Kırbayır devamla, “Biz bu hükümetlerden zaten bir şey beklemiyoruz. Bizim sadece sizden beklentimiz vardı, sokaktan önümüzden geçerken göz göze baktığımız insanlar sizlerdiniz. Sizler bu yetkiyi verdiğiniz için onlar bu zulmü yaptılar” diye konuştu.
8 Ekim 1980 tarihinde gözaltına alınan kardeşi Cemil Kırbayır’ın akıbetini açıklanmasının için 30 yıl boyunca mücadele ettiğini anlatan Kırbayır, devlet tarafından “firar etti” denilen Cemil ‘in Meclis bünyesinde oluşturulan Meclis İnsan Hakları Alt Komisyonun yaptığı araştırmalar sonucunda gözaltında katledildiğinin ortaya çıktığını ancak buna rağmen tek bir soruşturmanın açılmadığına dikkat çekti. Bugün aynı zihniyet devam ettiği için bu kez gözaltına alınan Hurşit Külter’den haber alınmadığını hatırlatan Kırbayır, “Hurşit nerede? O bu ülkenin yurttaşı değil mi? Her şeyden önce o bir insan değil mi? Bu nereye kadar devam edecek? Yeter artık Hurşit’in akıbetini açıklayın. Nefesimiz ensenizde bu zihniyetin devam etmesine izin vermeyeceğiz. Buna gücünüz yetmeyecek” dedi.

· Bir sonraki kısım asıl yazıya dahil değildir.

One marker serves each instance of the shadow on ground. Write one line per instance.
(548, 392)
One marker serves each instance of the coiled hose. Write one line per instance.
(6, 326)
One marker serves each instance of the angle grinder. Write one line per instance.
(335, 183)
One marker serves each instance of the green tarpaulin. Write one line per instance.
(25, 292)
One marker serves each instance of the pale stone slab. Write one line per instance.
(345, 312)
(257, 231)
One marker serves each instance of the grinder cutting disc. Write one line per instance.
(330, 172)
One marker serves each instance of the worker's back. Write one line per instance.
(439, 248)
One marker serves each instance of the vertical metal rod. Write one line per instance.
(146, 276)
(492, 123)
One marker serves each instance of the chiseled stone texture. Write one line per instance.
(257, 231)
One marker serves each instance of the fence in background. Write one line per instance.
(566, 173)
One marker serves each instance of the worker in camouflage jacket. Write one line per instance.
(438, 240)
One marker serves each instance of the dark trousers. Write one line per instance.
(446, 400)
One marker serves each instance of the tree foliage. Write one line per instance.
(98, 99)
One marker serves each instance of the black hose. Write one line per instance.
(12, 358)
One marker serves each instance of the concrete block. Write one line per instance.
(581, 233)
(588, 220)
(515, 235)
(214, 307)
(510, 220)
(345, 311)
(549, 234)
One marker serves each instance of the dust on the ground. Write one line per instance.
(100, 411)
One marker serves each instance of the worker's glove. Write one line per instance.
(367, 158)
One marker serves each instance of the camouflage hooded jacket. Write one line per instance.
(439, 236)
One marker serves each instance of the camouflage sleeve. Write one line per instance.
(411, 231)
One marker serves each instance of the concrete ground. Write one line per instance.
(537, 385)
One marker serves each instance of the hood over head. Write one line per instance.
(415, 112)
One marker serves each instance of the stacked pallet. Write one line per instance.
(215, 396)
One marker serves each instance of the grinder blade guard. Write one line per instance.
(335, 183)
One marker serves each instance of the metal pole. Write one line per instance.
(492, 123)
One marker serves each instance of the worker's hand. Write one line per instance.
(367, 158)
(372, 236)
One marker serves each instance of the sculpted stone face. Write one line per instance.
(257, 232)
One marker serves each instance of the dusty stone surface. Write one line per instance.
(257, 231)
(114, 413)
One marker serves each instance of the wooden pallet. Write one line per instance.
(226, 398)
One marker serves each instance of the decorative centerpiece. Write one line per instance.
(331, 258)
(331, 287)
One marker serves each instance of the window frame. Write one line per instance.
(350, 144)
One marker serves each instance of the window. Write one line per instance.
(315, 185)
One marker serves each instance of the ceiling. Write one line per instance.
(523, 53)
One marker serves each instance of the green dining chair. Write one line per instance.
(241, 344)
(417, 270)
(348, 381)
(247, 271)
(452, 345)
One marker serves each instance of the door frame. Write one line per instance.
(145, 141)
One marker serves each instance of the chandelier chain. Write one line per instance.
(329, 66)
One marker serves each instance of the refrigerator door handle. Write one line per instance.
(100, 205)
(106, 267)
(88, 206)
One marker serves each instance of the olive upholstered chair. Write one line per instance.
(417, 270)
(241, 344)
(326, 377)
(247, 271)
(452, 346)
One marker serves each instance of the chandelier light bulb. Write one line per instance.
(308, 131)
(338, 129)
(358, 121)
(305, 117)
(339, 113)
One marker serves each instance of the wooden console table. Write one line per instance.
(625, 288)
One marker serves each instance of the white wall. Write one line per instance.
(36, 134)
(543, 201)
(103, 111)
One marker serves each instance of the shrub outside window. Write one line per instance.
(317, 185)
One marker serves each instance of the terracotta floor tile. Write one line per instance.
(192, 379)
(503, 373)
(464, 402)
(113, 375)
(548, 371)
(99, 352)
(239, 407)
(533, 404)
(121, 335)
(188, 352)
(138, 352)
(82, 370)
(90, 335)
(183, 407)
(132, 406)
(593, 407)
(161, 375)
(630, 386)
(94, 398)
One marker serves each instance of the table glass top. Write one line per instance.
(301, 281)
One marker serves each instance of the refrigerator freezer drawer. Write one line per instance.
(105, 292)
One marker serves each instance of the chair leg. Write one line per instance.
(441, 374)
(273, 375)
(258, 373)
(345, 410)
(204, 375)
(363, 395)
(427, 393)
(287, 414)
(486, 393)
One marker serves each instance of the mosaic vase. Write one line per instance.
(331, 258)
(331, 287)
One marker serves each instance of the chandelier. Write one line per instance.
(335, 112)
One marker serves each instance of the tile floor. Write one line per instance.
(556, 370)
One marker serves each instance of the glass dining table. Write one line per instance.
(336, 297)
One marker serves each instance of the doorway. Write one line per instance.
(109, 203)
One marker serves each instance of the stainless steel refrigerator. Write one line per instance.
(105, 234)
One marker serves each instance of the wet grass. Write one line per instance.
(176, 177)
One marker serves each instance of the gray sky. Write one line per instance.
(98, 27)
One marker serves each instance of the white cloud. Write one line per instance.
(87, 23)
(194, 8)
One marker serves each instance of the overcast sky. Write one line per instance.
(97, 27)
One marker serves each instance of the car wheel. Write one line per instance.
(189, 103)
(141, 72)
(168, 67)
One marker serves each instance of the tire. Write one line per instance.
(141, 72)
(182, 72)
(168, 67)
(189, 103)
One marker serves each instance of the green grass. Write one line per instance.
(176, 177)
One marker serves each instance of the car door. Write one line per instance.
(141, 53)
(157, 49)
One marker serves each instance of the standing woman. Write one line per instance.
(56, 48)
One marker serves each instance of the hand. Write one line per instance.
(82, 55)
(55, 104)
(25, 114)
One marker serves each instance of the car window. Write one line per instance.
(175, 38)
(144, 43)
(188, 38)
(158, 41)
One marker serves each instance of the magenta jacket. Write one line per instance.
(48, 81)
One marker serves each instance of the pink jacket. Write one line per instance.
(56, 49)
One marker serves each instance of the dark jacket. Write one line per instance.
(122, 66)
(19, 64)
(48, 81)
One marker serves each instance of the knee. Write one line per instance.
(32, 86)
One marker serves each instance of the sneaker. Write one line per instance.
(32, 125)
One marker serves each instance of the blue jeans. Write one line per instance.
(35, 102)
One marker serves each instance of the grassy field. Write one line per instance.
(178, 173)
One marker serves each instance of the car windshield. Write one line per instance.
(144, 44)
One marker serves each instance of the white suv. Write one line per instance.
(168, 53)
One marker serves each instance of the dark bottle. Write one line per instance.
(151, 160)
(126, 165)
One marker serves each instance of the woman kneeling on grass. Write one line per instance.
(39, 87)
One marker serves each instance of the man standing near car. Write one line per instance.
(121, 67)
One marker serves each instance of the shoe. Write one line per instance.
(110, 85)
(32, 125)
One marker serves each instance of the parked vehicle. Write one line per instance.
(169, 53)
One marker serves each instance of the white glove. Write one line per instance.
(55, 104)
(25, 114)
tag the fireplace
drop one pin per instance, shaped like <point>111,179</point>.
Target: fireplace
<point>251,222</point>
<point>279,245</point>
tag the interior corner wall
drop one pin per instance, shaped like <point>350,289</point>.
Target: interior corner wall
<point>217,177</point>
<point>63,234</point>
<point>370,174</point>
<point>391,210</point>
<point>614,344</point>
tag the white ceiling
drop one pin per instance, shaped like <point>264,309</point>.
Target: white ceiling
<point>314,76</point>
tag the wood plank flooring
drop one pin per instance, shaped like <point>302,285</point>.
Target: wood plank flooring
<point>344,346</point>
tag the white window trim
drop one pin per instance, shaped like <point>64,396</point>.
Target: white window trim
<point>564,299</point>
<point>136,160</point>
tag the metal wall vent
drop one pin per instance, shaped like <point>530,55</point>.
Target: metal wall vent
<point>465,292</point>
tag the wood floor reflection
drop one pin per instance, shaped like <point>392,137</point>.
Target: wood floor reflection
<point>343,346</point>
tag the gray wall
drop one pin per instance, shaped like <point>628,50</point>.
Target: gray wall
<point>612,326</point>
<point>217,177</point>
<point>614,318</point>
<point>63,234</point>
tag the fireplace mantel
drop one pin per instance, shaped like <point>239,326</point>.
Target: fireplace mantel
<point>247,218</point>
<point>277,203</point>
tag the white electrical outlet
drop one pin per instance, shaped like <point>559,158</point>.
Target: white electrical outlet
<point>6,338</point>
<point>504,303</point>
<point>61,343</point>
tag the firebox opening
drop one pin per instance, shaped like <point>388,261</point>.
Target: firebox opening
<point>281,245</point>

HANİ SİZİN DÖNEMİNİZDE BÖYLE ZULÜMLER YAŞANMIYORDU?
1995 yılında İki küçük kızının gözleri önünde beyaz Toros aracına zorla bindirilip gözaltında kaybedilen Fehmi Tosun ‘un eşi Hanım Tosun ise, başka insanların gözaltına kaybedilmemesi ve başka ailelerin aynı acıyı çekmemesi için bunca yıldır Galatasaray Meydanı’nda oturduklarını ifade etti. “Yıllardır bu meydandayız ama bakıyoruz ki hala insanlar kaybediliyor, hala analar acı çekiyor” diyen Tosun, hükümet ve devlet yetkilerine, “ Yeter artık yeter . Hani sizin döneminizde böyle zulümler yaşanmıyordu? Peki o zaman Hurşit nerede ? Bu insanın ailesi var ailesi. Bir an önce Hurşit’in akıbetini açıklayın” diye seslendi.
ACI ÇEKEN ANNELERE BİR ANNE DAHA EKLENMEMESİ İÇİN…

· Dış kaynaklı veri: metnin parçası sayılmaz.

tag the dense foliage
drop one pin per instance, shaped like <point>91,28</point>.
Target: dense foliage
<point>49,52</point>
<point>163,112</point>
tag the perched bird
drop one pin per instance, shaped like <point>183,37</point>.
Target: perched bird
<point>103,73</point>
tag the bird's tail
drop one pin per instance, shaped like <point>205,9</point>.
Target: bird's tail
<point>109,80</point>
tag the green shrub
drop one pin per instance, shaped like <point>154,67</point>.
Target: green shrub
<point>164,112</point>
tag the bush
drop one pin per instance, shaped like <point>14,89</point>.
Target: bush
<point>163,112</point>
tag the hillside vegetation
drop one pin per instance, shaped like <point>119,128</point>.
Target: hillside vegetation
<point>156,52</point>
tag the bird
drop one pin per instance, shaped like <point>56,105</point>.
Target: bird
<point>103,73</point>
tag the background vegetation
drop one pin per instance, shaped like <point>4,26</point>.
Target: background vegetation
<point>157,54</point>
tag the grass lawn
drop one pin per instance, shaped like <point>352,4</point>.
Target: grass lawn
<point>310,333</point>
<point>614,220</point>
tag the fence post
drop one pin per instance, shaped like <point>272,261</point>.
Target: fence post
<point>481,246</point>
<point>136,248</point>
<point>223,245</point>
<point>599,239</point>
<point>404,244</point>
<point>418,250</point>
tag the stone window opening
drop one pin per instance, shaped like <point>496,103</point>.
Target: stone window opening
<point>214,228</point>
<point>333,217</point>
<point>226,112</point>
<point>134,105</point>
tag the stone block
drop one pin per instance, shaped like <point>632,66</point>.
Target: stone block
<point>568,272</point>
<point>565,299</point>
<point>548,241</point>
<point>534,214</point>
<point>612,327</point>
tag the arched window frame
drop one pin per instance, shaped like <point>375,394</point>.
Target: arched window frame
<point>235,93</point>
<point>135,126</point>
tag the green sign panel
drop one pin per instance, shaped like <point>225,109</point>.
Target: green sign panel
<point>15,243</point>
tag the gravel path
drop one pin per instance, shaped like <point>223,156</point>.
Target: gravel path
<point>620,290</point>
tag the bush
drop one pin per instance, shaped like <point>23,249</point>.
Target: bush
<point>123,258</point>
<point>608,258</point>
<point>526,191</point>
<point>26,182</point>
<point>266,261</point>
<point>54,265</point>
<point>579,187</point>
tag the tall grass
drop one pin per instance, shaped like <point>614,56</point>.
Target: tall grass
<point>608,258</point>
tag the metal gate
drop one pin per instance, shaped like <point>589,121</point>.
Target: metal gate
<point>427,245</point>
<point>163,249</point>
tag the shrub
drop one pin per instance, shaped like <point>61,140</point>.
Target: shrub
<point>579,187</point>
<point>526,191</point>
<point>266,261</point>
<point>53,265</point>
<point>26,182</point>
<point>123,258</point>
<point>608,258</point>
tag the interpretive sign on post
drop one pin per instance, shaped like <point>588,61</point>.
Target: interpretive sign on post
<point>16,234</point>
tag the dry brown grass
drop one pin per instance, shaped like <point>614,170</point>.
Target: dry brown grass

Dana sonra Hurşit Külter’in kardeşi Cihat Külter söz aldı. Külter, burada bunca acı çeken annelere bir tanesinin daha eklenmemesi dileğiyle Galatasaray Meydanı’nda olduğunu vurguladı. Sonucu ne olursa olsun, ağabeyi hakkında bir an önce açıklama yapılmasını isteyen Külter, “Eğer başına bir şey geldiyse, bu neden incelenmiyor? Mademki gözaltına alınmadı nerede olduğunu neden açıklanmıyor? Açıklanması için illa ki ölmesi mi lazım” dedi.
İş işten geçmeden önce açıklama yapılmasını talep eden kardeş Külter, “584 haftadır burada oturma eylemi yapan bütün annelerin çektiği acıları şu anda çok iyi anlıyorum ve bugüne kadar bu acıyı paylaşmadığım için üzüntü duyuyorum” diye konuştu.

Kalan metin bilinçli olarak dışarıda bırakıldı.